Founded in 2001, CVRx is a leader in innovative technologies that address the unmet needs in cardiovascular diseases with safe and effective therapies. We have developed truly groundbreaking technology that is improving patient lives across the globe. CVRx is comprised of dedicated and talented industry leaders working together to make a mark within the medical device industry.

CVRx is entering an exciting phase as we launch Barostim – a transformative neuromodulation approach to treat heart failure in the US and globally.  This position is an integral member of the small but growing Quality team that will be critical to our success – it is a great opportunity for a Senior Quality System Specialist to join us and have a high degree of responsibility and visibility within CVRx.  

This position is responsible for assisting in designing, implementing and maintaining a quality / documentation control system.  Working with teams across the company to develop and maintain documentation to support the quality system and comply with U.S. and international regulations.  Maintaining and controlling distribution of quality systems documentation on-line.  Providing quality support and solutions to internal and external customers to promote continuous process improvement.  Establishing and measuring quality standards and communicate results to management.

Responsibilities:

• Assist teams throughout the company to identify, document, and implement Quality Systems Documentation, including policies, processes, procedures, work instructions, and forms.
• Oversee and maintain the Quality System document control system. Coordinate all activities related to processing change orders, including product, document, and manufacturer change orders. Oversee structure and processing of supplier records, corrective and preventive actions (CAPAs), complaints, issues, nonconforming material report (NMRs), calibration data, marketing materials, labeling, and CVRx website revisions.
• Assist with identifying, documenting, and reporting key metrics for their processes.
• Assist in complying with worldwide quality system regulations.
• Maintain product structure, including consistent nomenclature for all assemblies, hardware, documentation, etc.
• Participate with and direct functional organizations in meeting customer satisfaction goals and promote continuous process improvement.
• Participate in the internal quality audit system by being an auditor and auditee. This includes auditing of assigned policies and procedures, documenting findings and observations, and tracking and verifying actions to address assigned past findings and observations. Participation as a lead auditor includes planning, scheduling, and implementing internal audits.
• Participate in external audits by Notified Bodies, FDA, and other regulators, as required.
• Assist with capturing results related to the calibration of measurement equipment: calibration status, internal or external calibration, tracking of calibration results, and documentation of recalibration timing.
• Assist with translation activities, including coordinating with the translation supplier, as required.
• Perform miscellaneous duties as assigned by the head of Quality.

Working Conditions:

• Normal office conditions. In office is desirable but remote work is feasible.
• Must be fully vaccinated per CDC guidance against the COVID-19 virus and willing to comply with pre-employment screening, including but not limited to reference verification and background check.

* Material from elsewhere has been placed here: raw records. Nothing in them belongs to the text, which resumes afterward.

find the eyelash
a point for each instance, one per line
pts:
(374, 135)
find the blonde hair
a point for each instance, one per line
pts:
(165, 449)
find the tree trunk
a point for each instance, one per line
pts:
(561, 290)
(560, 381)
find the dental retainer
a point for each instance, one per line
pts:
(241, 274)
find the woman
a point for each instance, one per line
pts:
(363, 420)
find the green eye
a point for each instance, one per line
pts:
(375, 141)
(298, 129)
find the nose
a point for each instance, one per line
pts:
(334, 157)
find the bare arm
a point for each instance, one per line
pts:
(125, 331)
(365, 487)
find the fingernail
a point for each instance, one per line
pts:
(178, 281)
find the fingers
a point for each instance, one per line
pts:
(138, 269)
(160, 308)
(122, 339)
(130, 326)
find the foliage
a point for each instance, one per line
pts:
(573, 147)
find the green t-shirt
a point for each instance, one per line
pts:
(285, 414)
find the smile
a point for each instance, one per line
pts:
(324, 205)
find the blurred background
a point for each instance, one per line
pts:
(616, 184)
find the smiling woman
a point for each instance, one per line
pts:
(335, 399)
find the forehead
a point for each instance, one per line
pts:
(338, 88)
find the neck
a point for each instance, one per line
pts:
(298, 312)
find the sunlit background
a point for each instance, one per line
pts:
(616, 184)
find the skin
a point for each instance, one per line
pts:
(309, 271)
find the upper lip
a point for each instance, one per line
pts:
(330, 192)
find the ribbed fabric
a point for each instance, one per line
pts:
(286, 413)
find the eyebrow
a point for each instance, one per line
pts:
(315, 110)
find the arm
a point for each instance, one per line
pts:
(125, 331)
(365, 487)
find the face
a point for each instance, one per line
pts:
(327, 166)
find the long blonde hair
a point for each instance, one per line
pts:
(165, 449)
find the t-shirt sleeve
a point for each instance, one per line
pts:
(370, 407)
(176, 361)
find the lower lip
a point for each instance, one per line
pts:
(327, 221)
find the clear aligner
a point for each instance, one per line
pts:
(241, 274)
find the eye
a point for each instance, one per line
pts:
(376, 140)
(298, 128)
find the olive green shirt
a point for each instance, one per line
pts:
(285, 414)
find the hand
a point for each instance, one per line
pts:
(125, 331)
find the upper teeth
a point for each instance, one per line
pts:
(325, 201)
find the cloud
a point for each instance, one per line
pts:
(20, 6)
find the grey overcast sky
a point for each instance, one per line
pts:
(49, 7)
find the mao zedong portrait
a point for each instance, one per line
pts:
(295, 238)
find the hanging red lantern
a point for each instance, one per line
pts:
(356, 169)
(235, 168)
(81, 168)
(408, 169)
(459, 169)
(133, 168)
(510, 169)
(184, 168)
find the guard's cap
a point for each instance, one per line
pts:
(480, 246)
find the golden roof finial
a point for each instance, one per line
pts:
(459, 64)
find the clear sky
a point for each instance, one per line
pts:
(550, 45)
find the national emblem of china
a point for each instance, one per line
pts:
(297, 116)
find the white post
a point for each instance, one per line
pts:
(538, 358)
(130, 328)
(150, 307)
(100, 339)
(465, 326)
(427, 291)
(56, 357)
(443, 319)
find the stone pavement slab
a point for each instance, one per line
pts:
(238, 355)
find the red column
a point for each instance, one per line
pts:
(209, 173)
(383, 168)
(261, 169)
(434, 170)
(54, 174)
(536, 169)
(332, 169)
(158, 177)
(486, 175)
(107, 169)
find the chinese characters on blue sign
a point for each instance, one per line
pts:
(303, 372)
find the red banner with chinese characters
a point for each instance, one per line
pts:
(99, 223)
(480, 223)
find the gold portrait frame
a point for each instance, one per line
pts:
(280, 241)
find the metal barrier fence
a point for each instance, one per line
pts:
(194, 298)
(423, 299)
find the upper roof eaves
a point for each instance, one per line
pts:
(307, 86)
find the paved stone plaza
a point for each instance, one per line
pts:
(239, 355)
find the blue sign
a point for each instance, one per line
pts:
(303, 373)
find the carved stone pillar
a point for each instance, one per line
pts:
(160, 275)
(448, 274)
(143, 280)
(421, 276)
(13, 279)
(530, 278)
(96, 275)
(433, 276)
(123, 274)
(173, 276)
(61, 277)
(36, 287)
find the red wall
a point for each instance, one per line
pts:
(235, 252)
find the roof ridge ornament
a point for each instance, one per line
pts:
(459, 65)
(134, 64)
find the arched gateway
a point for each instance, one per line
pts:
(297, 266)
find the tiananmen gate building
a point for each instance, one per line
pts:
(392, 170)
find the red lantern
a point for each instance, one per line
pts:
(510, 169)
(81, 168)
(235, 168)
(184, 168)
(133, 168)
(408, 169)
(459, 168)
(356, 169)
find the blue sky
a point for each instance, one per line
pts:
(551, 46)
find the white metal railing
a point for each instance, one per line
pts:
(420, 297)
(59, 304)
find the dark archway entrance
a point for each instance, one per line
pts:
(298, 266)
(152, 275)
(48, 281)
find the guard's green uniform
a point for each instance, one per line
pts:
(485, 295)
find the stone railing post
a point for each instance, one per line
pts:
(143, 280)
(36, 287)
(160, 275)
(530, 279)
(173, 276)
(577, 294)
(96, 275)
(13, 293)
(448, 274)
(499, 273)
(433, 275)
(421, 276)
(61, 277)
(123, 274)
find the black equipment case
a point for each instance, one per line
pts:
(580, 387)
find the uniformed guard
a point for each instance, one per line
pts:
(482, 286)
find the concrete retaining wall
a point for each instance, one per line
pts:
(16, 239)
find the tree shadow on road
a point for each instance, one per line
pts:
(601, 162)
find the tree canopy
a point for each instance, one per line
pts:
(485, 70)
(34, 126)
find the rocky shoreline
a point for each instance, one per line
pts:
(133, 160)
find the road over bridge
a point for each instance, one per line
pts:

Our employees enjoy working at a company that truly cares about them, their careers, and overall wellbeing. We offer competitive salaries, great benefits, paid time off, and holidays. We are rapidly expanding and look forward to adding more talent to our team.

CVRx provides equal employment opportunities to all employees and applicants for employment and prohibits discrimination and harassment of any type without regard to race, color, religion, age, sex, national origin, disability status, genetics, protected veteran status, sexual orientation, gender identity or expression, or any other characteristic protected by federal, state or local laws.

Qualifications: 

Required

• College degree or equivalent experience.
• Experience with oversight of Quality System Documentation Control systems.
• Minimum three years related experience in process or procedure writing, technical writing, or publications.
• Background in quality systems and basic understanding of ISO 13485 and U.S. QSR 21 CFR 820.
• Knowledge of software applications (such as Microsoft Word, Excel, PowerPoint, etc.)

Preferred

• Working knowledge of Agile software application is strongly preferred.
• Basic knowledge of Integrity/Windchill software application.
• Excellent communication, leadership, and organizational skills.
• Experience with internal auditing.